The last time the Twins played at Wrigley Field was 2009, so many of the current Twins on Friday will play in its friendly confines for the first time. One benefit of playing an interleague schedule is visiting cities and stadiums that teams normally don't play in.

And Wrigley Field, despite a $575 million renovation in 2014, is still considered part ballpark, part landmark and part museum.

"I'm excited," second baseman Brian Dozier said. "I'm looking forward to it. It should be good."

Dozier has played in every stadium in the league except four — Citizens Bank Park in Philadelphia, Chase Field in Phoenix, SunTrust Park in Atlanta and Wrigley.

Both Rosario and righthander Jose Berrios are friends with fellow Puerto Rican and Cubs star infielder Javier Baez. Berrios has a closer bond with Baez, as they grew up in the city of Bayamon together and Baez dates his sister-in-law.

Those connections gives Berrios, Friday's starting pitcher, a leg up on some of his teammates: He attended a 2016 World Series game in Wrigley.

"That was special for me," Berrios said. "And Baez may play [Friday] and I get to pitch against him. We know each other from high school and growing up in Bayamon. That's why [Friday] is going to be special for me."

Berrios, who is matching up with Cubs lefthander Mike Montgomery, is looking to continue a roll that began when he won at St.
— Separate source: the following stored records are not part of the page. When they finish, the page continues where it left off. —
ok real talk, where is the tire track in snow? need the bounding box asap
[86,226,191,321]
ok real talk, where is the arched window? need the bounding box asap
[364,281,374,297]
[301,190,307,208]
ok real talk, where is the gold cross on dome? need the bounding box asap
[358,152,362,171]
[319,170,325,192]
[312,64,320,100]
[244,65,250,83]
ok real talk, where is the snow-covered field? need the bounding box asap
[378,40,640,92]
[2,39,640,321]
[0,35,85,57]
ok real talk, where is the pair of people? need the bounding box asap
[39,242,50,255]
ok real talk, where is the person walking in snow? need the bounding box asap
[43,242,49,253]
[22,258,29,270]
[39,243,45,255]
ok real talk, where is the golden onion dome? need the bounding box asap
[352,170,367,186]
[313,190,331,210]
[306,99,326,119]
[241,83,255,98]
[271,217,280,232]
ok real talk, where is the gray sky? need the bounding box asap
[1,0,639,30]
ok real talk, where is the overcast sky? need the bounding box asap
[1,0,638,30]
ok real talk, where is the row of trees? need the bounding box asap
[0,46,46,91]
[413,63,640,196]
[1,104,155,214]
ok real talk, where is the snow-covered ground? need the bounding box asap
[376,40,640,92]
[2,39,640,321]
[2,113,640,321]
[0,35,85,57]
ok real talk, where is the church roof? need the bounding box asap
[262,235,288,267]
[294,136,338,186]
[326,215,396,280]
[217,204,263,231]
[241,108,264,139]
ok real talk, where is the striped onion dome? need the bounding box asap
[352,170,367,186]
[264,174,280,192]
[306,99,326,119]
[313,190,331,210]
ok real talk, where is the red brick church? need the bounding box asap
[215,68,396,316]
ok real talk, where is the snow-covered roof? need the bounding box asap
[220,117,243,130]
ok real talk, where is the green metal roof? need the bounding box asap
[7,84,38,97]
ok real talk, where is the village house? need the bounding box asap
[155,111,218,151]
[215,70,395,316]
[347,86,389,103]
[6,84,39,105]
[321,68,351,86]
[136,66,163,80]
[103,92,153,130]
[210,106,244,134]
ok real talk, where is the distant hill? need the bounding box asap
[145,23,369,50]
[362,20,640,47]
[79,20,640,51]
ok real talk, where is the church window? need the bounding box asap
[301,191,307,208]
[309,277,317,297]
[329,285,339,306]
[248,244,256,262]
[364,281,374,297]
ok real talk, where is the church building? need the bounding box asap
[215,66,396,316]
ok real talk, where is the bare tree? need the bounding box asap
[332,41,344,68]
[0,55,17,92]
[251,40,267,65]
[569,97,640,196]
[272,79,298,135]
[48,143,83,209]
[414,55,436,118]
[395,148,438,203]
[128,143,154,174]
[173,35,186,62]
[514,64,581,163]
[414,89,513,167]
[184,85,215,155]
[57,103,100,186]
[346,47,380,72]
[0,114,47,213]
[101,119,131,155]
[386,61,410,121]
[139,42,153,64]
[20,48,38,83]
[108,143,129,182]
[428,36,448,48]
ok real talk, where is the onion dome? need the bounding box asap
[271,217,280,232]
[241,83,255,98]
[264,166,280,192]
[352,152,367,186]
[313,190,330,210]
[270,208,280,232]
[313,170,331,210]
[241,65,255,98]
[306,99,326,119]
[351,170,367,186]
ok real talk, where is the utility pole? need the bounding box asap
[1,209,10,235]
Louis on May 15. In his past eight starts, Berrios has given up two or fewer runs seven times.

It's a start

No matter what Jake Odorizzi threw to White Sox catcher Kevan Smith with two outs and the bases loaded in the sixth inning, Smith refused to back down against the Twins righthander.
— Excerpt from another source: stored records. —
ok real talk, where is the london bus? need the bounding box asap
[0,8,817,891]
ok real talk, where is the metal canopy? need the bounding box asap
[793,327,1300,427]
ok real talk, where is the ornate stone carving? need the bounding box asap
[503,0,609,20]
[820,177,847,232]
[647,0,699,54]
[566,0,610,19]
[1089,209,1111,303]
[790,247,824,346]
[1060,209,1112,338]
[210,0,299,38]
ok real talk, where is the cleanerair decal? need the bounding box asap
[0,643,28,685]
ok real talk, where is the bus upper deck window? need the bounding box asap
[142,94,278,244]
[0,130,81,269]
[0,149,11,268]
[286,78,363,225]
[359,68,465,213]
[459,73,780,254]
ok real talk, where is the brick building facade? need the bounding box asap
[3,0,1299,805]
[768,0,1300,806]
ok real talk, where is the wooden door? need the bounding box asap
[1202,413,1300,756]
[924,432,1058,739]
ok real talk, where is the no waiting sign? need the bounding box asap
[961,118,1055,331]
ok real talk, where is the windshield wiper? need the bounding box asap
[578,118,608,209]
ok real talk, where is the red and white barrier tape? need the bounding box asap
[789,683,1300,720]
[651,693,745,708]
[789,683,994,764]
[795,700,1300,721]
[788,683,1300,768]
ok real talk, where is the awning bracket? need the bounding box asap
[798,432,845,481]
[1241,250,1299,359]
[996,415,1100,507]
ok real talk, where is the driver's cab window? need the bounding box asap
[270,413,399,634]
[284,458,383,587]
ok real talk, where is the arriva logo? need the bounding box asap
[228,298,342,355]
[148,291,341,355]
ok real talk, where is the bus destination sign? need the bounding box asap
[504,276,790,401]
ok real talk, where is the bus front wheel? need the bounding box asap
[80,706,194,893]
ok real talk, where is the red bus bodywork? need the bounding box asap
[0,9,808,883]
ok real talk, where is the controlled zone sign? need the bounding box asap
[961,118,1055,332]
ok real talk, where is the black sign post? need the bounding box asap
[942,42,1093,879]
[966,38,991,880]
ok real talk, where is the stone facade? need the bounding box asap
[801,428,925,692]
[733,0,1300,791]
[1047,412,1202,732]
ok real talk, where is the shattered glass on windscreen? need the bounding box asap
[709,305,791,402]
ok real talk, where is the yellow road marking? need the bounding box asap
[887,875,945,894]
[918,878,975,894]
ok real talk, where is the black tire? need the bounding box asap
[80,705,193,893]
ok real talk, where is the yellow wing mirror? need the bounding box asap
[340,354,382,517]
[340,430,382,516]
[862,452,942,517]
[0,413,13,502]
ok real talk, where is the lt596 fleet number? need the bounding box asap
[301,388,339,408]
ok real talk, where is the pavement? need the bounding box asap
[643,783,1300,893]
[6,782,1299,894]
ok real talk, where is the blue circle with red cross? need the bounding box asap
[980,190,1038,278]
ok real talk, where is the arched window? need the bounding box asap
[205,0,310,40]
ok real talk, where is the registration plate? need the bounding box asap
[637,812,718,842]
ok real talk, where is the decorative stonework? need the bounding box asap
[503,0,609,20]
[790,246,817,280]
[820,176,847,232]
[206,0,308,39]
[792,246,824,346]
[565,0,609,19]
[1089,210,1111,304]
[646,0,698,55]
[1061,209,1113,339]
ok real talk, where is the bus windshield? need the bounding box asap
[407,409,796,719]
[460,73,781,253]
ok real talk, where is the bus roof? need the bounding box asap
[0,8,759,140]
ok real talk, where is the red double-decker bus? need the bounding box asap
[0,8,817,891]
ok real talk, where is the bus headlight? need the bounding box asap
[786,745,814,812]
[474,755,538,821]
So the battle went on until Smith flew out to right field — on the 14th pitch of the at-bat.

"I was just throwing the best I had out there, whatever I had left," Odorizzi said. "I made some good pitches out of whatever it was, 14-15 pitches. Sometimes it doesn't get put in play, but this time it went in our favor. I just kept challenging and someone was going to come out ahead."

The at-bat pushed Odorizzi's pitch count to a season-high 112, and ended his day. But he got through six shutout innings, only the third time he has had a scoreless outing in 17 starts. He entered Thursday with a 7.52 ERA over his previous five starts and has been trying to figure out what the problem is.
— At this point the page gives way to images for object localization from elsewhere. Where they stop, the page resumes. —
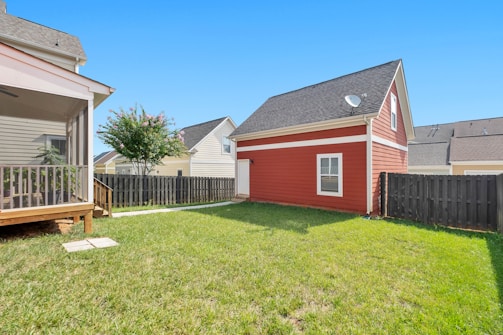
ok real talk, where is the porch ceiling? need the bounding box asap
[0,85,87,122]
[0,42,114,123]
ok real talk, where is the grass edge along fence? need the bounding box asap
[94,174,234,208]
[380,172,503,233]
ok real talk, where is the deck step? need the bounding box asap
[93,205,110,218]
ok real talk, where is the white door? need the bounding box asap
[237,159,250,196]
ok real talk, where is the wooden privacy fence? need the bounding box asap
[380,172,503,233]
[94,174,235,208]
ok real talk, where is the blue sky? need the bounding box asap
[8,1,503,155]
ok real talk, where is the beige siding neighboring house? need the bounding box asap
[94,151,120,174]
[408,117,503,175]
[115,117,237,177]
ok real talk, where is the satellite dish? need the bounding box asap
[345,95,361,108]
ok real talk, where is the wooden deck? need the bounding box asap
[0,203,94,233]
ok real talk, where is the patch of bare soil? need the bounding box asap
[0,219,74,241]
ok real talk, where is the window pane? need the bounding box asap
[51,139,66,156]
[222,136,231,153]
[321,176,338,192]
[320,158,329,174]
[330,157,338,174]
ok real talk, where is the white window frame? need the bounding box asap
[222,135,231,154]
[317,153,343,197]
[45,135,67,162]
[390,93,397,131]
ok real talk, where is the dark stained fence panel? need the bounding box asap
[94,174,235,208]
[385,173,499,232]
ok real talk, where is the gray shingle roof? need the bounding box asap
[408,117,503,167]
[409,123,454,144]
[181,117,228,150]
[232,60,402,137]
[453,118,503,137]
[408,142,450,165]
[0,6,86,60]
[450,135,503,161]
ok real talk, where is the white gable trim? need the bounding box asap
[375,60,414,141]
[190,117,236,152]
[237,135,367,152]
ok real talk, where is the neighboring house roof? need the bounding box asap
[409,123,454,144]
[0,2,86,62]
[181,116,236,151]
[450,136,503,162]
[408,123,454,166]
[94,150,119,165]
[453,117,503,137]
[408,117,503,167]
[232,59,410,138]
[408,142,451,166]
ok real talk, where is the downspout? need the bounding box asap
[365,116,373,214]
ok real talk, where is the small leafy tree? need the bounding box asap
[97,104,186,175]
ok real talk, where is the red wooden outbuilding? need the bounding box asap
[230,60,414,215]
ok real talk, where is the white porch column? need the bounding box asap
[87,99,94,204]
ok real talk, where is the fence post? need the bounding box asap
[497,174,503,234]
[379,172,387,217]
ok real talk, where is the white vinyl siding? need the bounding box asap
[317,153,343,197]
[190,120,236,178]
[0,115,65,164]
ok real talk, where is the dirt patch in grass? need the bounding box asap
[0,219,74,241]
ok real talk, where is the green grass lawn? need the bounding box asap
[1,202,502,334]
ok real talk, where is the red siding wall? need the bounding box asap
[371,81,408,213]
[237,126,368,213]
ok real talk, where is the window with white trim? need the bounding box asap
[46,135,67,162]
[222,136,231,154]
[390,93,397,131]
[317,153,342,197]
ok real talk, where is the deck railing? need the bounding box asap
[94,178,113,217]
[0,165,88,210]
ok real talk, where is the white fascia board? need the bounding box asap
[231,114,378,142]
[450,160,503,165]
[237,134,366,152]
[0,43,112,100]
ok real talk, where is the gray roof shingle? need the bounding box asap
[408,142,450,166]
[0,7,86,60]
[232,60,401,137]
[450,135,503,161]
[409,123,454,144]
[181,117,228,150]
[453,118,503,137]
[408,117,503,167]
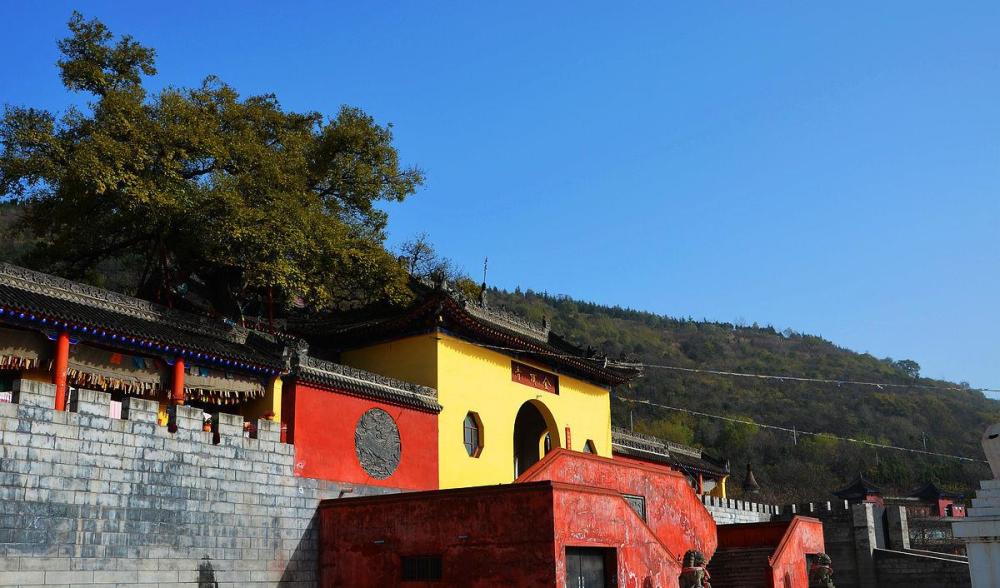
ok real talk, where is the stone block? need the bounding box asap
[122,397,158,424]
[214,412,241,438]
[13,380,56,408]
[71,389,112,417]
[0,570,47,584]
[257,419,280,442]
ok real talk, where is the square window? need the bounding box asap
[402,555,442,581]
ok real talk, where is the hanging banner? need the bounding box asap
[67,344,163,395]
[0,326,49,370]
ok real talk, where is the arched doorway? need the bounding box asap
[513,400,559,478]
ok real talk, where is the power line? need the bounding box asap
[616,396,987,464]
[474,343,1000,394]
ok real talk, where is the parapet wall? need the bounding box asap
[700,495,779,525]
[0,380,394,587]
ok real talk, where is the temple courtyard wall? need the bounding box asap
[0,380,393,587]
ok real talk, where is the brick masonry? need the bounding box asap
[873,548,970,587]
[700,494,779,525]
[0,380,396,587]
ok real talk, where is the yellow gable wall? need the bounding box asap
[341,333,439,389]
[339,330,613,489]
[435,333,612,489]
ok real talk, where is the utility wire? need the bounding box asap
[616,396,987,464]
[474,343,1000,394]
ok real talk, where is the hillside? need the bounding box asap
[487,287,996,503]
He tinkered with his delivery between starts — helping him be on a straighter line toward home plate — and said he believes he is in a better place.

"Making adjustments between start to start, it's just nice to see the results from the work I've been putting in," he said. "Something different I was doing to get back to that feel."

It worked, as Odorizzi struck out eight batters and lowered his ERA from 4.97 to 4.62. He said he believes he has had an outing that he can take off from and be the pitcher he wants to be.

Motter matters

Max Kepler drew the bases-loaded walk in the 13th inning that scored Logan Morrison with the winning run. But Kepler didn't enter the game until the seventh, coming in an inning after Taylor Motter crashed into the right field fence while chasing a drive by Yoan Moncada.

Motter said he injured his sternum on the play and is taking a painkiller, but he left the clubhouse without any signs of distress.

"The biggest thing I thought initially was maybe [a] bruised sternum or something like that," manager Paul Molitor said. "We're getting him checked out to make sure everything is OK from actual physical injury to how his brain survived the collision. We're going to monitor him in the near-term."